Using any decent flight simulator, including Microsoft Flight Simulator, can give you a head start on theory and techniques for flying. There's a slight risk of developing a few bad habits, due to the differences between a simulator and real life, but you're still far ahead of where you would be if you had nothing at all.
Once you begin taking flying lessons in a real aircraft, simulator practice becomes less important, but you can still use simulators to practice various things (especially instrument flight) even when taking lessons for real. A key advantage to simulation is that it's very cheap, so if you can't afford to take lessons in a real aircraft eight hours a day, perhaps you can settle for a few hours in the real thing per week, and lots of extra hours in the simulator.
Simulators vary in their accuracy, but for ordinary flight regimes in ordinary aircraft, they can be useful for improving one's understanding of flight principles. Used with books and with real-world instruction in real airplanes with flight instructors, I don't see how simulation could possibly do anything but help.

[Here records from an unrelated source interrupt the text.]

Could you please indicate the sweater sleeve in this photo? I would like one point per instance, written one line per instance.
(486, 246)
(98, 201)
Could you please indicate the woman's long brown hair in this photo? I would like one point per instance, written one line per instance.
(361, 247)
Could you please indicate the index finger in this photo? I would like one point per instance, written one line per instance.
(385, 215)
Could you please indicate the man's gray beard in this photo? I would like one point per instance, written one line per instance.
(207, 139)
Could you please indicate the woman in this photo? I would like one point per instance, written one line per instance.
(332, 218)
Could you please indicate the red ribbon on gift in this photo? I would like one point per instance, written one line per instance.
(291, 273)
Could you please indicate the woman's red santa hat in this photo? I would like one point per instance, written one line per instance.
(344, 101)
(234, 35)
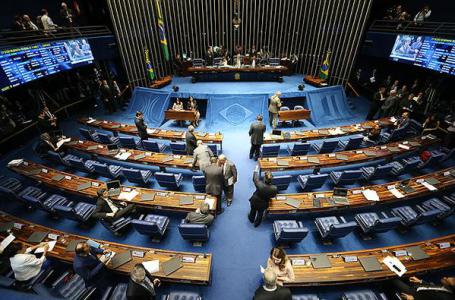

The answer is a technical yes. Flight simulators are great tools for understanding the use of various indicators and the basic concepts of piloting. That said, they cannot mimic the number of controls found in actual aircraft (which are not flown with a joystick :) ) - there is also no tactile feedback.
Consider them a part of your training arsenal, but only in the beginning. Once you get in the air, I would stop using them.